Last week for our architectural training we had a special guest lecturer: Phil Bernstein.
Phil Bernstein is a member of Fellow of the American Institute of Architects (FAIA) and is the Vice President at Autodesk. He also teaches professional practice at the Yale School of Design. Mr. Bernstein gave us the history of architectural practice from Ancient Egypt, to the present day and into the future. It was a concise look at the development of what it means to be an architect and the history of the business.
Touching on major milestones and figures such as Euclid, Brunelleschi, Rafael, Palladio, Inigo Jones, Christopher Wren, Benjamin Latrobe, Beaux Arts, Frank Lloyd Wright, Skidmore Owens and Merrill, The Architect’s collaborative and Frank Gehry, Mr. Bernstein explained how architects have come to be what they are: highly trained, designers, not builders, and how the practice is in need of some serious reconfiguring, just like the building practice.

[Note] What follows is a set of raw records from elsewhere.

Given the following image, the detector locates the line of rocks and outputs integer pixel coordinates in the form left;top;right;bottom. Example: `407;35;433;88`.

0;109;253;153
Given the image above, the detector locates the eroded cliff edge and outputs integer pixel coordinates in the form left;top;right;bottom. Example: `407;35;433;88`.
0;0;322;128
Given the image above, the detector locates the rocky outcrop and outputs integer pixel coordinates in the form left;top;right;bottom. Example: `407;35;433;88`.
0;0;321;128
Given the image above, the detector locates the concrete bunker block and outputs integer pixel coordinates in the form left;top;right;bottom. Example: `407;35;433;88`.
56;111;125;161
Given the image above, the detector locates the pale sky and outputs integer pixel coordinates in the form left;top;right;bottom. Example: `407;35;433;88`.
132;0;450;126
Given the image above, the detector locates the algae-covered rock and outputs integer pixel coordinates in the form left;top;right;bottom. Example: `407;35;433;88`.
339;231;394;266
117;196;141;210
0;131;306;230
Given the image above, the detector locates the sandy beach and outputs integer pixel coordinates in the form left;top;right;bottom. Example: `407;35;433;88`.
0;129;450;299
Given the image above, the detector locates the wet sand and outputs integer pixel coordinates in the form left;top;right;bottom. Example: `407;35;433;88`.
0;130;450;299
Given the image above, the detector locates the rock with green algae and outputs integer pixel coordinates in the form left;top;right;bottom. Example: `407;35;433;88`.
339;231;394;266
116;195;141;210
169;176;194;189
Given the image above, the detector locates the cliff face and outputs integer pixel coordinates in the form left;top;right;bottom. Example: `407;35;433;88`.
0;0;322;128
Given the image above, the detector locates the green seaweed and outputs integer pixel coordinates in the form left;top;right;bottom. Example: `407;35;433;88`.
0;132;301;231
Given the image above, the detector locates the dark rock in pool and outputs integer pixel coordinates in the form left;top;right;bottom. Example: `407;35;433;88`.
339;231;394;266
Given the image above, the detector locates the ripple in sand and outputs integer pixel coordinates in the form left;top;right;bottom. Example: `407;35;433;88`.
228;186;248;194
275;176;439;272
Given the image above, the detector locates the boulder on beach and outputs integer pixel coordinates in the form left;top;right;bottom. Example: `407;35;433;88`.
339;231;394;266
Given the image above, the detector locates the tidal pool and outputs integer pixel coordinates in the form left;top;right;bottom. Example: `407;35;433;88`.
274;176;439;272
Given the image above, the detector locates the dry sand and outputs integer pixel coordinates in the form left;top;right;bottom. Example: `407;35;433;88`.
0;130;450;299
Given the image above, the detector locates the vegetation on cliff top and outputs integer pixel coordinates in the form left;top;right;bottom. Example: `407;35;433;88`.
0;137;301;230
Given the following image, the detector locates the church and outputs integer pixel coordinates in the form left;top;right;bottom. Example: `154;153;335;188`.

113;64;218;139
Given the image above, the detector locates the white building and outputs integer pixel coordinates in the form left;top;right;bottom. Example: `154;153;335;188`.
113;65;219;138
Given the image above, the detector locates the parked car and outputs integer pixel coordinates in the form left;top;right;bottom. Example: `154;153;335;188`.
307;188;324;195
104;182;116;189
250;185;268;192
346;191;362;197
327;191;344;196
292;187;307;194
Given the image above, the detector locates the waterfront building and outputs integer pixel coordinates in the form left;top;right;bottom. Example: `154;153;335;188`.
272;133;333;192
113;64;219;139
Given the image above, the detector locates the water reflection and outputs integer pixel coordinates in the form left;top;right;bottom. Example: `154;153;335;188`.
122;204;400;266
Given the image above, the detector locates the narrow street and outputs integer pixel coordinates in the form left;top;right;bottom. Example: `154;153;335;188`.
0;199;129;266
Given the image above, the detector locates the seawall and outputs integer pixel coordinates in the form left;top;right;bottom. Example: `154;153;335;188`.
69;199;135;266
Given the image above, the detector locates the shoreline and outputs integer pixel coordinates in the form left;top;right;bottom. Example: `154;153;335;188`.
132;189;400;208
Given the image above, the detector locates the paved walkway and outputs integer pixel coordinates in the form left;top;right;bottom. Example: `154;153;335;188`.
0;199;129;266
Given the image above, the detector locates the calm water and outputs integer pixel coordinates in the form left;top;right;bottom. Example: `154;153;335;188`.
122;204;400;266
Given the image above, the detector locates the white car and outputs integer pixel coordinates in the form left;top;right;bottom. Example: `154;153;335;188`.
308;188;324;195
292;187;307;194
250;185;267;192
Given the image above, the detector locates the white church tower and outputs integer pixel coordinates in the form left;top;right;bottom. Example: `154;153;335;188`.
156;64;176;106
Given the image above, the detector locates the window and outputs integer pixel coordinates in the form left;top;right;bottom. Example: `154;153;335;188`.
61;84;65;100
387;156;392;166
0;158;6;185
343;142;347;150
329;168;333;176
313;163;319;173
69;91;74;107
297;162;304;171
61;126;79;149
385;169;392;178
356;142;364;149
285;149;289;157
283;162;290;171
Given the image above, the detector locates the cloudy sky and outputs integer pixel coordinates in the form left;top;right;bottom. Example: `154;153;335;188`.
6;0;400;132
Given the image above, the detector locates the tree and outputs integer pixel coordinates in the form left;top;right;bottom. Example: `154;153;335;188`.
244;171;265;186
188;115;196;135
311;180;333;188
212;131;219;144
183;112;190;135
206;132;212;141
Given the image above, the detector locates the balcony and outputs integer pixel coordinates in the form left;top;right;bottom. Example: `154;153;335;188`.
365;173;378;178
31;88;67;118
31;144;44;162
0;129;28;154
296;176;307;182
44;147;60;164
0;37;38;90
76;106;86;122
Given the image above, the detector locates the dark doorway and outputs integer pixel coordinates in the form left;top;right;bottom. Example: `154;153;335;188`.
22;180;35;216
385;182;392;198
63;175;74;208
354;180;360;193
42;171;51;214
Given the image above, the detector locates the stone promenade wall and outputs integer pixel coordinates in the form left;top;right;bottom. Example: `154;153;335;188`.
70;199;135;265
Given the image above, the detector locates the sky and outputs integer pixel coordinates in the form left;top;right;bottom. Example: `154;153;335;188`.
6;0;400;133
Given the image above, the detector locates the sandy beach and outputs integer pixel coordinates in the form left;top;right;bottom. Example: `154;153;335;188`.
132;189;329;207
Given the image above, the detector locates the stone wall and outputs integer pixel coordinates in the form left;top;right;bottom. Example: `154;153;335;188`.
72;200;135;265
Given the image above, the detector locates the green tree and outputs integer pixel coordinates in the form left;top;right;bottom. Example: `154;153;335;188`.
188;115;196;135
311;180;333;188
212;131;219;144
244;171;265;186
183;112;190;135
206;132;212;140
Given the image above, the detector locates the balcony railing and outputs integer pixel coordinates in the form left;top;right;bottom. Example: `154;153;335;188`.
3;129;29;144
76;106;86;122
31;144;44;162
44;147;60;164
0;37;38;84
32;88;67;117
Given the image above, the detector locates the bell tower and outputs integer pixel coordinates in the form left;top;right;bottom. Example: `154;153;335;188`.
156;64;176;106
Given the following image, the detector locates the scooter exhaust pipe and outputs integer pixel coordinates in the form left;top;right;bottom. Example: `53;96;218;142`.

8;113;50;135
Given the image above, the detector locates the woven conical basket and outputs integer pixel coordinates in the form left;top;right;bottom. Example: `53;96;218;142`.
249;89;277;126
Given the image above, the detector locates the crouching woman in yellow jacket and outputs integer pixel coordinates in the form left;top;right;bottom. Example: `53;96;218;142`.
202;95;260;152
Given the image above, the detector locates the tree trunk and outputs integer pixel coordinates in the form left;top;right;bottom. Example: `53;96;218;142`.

He spoke eloquently about how it has taken us 1,500 years to get away from the days of a Master Builder – one who understood building means and methods and yet also had a clear artistic vision – and how he believes it will only take us 15-20 years, with the help of VDC and IPD, to return to that ideal.
It was an honor to have someone of Mr. Bernstein’s caliber as our teacher for a few hours.